Elucidating the complex relation between iron status and malaria infection in young children has been a global health priority since 2006 when a large randomized controlled trial on malaria-endemic Pemba Island, Tanzania, found that daily prophylactic iron supplementation significantly increased the risk of hospitalization and death in preschool-aged children (1). Subsequent studies similarly underscored a potentially dangerous interaction between malaria and iron supplements—or replete iron status—and harmful consequences. A large prospective study in a malaria-endemic area of Tanzania found that dietary iron deficiency in young childhood conferred protection against both the frequency and severity of subsequent malaria episodes (2), whereas a recent study in Ghana found that children receiving an iron-fortified micronutrient powder were not at greater risk of incident malaria but did tend to be hospitalized more frequently than children consuming sprinkles without iron (3). Thus, nearly a decade after the Pemba trial, determining how to achieve adequate iron status while not worsening malaria infection or causing other morbidity remains an unanswered public health question with ramifications for the immediate health and long-term neurobehavioral development of tens of millions of children worldwide.

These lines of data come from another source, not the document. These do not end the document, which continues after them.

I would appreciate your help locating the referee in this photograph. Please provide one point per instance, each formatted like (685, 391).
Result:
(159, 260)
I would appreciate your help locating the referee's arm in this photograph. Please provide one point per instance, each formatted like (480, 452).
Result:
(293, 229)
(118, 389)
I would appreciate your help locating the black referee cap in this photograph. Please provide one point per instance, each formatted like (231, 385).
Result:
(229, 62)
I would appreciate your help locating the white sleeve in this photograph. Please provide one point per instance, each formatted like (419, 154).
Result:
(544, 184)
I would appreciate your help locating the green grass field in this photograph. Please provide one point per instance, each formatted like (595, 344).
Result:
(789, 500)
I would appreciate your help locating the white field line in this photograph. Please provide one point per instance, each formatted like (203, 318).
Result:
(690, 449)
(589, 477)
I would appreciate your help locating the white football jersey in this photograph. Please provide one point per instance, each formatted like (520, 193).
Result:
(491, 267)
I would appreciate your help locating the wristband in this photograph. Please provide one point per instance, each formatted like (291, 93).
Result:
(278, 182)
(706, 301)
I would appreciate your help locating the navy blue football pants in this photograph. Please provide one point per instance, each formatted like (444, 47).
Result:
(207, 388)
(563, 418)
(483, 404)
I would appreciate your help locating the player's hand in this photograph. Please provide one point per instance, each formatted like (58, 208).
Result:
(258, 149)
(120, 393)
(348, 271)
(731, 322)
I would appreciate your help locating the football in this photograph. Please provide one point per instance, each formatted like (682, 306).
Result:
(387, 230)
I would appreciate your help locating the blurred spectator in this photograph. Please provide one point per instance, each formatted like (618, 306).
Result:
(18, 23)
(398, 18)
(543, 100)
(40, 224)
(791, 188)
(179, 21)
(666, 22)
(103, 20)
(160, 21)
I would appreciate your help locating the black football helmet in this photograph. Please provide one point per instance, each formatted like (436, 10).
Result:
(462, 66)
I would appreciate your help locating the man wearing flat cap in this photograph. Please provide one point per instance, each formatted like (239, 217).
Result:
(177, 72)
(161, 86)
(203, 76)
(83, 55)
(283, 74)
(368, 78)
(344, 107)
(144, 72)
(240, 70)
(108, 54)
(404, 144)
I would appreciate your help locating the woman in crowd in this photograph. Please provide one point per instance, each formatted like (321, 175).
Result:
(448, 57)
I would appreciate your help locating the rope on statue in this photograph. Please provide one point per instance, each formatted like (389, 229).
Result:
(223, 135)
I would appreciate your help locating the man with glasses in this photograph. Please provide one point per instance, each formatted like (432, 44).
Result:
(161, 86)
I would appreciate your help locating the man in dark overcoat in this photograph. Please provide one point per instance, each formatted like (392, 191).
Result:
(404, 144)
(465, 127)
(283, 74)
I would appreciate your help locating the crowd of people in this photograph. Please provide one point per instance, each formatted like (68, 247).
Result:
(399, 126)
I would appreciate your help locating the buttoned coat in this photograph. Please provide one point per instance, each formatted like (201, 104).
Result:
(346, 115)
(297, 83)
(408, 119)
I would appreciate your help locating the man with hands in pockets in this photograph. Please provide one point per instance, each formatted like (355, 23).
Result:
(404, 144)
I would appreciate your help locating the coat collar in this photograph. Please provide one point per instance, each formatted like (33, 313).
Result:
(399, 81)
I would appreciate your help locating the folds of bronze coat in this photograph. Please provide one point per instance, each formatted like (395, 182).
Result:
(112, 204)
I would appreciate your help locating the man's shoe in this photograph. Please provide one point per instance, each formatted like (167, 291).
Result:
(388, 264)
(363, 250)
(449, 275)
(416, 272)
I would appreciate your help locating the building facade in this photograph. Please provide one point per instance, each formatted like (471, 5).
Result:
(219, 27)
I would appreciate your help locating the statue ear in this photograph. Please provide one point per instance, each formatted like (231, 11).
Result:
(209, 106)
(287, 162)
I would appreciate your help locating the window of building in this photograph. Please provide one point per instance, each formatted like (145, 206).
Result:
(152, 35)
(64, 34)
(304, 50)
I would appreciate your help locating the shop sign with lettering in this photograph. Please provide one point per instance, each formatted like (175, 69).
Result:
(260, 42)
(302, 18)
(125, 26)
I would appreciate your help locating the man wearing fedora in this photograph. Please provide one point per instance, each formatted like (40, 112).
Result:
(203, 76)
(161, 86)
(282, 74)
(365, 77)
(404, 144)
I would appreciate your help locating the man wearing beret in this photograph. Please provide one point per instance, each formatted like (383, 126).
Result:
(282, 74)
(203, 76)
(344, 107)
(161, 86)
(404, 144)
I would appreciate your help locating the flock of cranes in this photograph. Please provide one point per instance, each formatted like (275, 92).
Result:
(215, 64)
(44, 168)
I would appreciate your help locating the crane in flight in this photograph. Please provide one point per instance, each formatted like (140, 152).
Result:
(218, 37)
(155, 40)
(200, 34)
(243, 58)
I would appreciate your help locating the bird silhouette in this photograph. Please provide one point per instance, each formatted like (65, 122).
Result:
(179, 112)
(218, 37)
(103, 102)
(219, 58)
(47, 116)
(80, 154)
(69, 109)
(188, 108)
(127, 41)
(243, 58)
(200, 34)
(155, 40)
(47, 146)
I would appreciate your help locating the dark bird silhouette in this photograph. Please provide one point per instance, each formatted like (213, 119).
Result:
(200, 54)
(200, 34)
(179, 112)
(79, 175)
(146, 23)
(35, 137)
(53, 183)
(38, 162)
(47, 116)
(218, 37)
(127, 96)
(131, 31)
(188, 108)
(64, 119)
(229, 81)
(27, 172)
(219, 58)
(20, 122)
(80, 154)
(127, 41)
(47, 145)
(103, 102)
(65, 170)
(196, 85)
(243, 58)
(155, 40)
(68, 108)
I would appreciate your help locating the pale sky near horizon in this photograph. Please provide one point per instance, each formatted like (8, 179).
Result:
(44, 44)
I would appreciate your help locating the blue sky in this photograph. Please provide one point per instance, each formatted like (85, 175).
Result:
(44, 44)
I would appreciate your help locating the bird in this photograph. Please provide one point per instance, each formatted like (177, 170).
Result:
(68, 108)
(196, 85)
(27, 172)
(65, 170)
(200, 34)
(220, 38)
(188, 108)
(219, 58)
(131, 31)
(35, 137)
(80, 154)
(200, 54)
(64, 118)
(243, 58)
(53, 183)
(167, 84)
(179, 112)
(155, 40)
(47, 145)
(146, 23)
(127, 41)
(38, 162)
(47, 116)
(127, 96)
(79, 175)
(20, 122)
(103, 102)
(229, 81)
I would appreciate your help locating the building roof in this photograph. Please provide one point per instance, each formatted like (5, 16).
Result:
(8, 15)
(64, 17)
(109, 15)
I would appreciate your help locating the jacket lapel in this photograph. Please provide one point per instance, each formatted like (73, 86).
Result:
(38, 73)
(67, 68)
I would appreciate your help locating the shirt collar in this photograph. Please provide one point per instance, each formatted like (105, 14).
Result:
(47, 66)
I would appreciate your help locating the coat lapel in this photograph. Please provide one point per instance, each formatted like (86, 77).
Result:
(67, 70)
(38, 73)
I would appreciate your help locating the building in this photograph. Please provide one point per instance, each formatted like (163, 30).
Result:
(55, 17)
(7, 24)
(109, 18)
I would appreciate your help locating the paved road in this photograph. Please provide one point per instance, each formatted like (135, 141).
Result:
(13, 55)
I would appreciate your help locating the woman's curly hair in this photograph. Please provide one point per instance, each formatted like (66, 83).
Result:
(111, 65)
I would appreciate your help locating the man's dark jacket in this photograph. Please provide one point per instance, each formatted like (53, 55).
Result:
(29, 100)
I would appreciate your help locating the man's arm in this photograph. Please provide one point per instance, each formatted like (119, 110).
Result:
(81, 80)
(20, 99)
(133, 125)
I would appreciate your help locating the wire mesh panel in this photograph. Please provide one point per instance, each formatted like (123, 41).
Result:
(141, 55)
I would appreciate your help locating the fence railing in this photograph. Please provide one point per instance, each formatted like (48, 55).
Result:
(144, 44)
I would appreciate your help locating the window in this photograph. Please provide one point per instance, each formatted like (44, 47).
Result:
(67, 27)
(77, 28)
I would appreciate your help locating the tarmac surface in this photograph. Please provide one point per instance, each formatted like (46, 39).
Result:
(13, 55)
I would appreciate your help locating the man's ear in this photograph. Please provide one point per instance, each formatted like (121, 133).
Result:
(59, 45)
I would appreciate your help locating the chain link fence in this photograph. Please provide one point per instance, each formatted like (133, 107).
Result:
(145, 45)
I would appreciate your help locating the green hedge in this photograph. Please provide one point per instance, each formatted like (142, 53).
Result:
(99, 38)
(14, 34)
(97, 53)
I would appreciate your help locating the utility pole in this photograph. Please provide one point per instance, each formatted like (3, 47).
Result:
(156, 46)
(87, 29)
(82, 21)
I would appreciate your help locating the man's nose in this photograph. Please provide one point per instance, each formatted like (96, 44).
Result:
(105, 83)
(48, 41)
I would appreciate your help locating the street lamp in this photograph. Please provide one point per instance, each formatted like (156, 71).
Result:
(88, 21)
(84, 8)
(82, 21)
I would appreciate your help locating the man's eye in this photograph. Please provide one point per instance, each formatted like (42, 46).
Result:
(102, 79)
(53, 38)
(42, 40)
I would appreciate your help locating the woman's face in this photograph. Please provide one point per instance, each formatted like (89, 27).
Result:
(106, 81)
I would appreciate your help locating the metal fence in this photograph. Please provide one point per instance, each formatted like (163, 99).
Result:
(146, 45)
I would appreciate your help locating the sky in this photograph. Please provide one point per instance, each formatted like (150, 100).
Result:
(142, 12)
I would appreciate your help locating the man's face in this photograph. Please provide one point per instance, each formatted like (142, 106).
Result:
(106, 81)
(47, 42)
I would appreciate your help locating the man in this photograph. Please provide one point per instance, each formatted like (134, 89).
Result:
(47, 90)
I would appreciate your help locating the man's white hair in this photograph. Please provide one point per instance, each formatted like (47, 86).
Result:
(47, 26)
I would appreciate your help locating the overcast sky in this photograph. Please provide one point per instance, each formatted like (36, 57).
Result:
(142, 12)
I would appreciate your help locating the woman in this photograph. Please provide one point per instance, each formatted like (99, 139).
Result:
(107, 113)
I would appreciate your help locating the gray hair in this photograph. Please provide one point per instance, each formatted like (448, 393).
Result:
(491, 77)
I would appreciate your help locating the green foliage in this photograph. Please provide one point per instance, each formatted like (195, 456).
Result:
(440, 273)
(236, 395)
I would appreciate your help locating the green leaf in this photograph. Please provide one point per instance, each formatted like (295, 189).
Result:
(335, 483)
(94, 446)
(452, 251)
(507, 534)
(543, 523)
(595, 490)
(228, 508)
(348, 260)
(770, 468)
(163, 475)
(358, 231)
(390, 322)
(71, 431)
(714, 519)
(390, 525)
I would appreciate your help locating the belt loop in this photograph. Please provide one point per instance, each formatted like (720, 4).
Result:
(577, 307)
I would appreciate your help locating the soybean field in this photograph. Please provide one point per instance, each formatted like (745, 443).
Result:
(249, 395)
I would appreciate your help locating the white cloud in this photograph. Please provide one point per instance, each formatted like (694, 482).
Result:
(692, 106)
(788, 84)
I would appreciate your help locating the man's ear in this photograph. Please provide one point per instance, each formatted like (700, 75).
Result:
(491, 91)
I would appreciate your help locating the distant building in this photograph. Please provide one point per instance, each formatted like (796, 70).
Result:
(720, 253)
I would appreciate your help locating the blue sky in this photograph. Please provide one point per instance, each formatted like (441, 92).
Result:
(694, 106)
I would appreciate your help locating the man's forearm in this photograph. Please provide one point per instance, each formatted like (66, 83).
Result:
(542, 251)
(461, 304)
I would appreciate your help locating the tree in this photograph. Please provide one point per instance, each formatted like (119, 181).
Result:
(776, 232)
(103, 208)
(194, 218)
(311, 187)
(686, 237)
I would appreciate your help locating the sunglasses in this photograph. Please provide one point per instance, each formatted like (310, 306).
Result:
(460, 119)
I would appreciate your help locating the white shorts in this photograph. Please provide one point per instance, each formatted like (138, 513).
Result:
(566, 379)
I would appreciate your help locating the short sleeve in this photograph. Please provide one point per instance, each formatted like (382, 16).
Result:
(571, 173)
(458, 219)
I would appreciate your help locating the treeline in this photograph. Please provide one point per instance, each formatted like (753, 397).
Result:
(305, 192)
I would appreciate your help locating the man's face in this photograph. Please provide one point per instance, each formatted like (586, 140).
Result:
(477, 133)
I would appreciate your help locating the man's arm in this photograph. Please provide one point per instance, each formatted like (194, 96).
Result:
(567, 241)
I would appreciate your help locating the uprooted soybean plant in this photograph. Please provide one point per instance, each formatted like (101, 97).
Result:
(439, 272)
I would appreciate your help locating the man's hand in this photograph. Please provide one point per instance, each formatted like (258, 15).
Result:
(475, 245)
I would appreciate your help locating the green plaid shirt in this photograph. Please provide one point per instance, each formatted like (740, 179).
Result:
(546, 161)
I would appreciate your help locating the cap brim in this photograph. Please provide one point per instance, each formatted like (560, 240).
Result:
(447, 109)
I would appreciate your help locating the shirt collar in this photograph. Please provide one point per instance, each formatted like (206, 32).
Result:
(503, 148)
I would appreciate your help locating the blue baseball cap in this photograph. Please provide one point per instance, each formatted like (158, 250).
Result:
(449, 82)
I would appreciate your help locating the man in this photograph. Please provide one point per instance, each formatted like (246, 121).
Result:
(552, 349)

Alleviating malaria burden has been proposed as a necessary first step in reducing the unacceptably high prevalence of iron deficiency and anemia among children in low-income, malaria-endemic countries (4). Indeed, several studies have found that reducing malaria burden, whether with antimalarial treatment, chemoprevention, or insecticide-treated bed nets, significantly increased hemoglobin concentrations and reduced the prevalence of anemia in children (5–11). The mechanism of this anemia has not been explored, but malaria can cause anemia through a variety of mechanisms, many of which alter iron homeostasis. Malaria-induced inflammation that blunts bone marrow activity also traps recycled iron in macrophages and absorbed iron in enterocytes, leading to a functional iron deficiency, whereas repeated hemolytic episodes and accompanying urinary blood loss can lead to loss of body iron (12, 13). The fact that the pathophysiologic mechanism of malaria-related anemia affects iron absorption, distribution, and loss thus raises the question of whether iron deficiency might in fact be an intermediary between findings of reduced malaria transmission and higher hemoglobin concentrations in a population. Such a finding would be significant because it would suggest that malaria-control strategies themselves may play an important role in improvement of iron status in malaria-endemic areas, reducing the need for potentially dangerous iron supplements.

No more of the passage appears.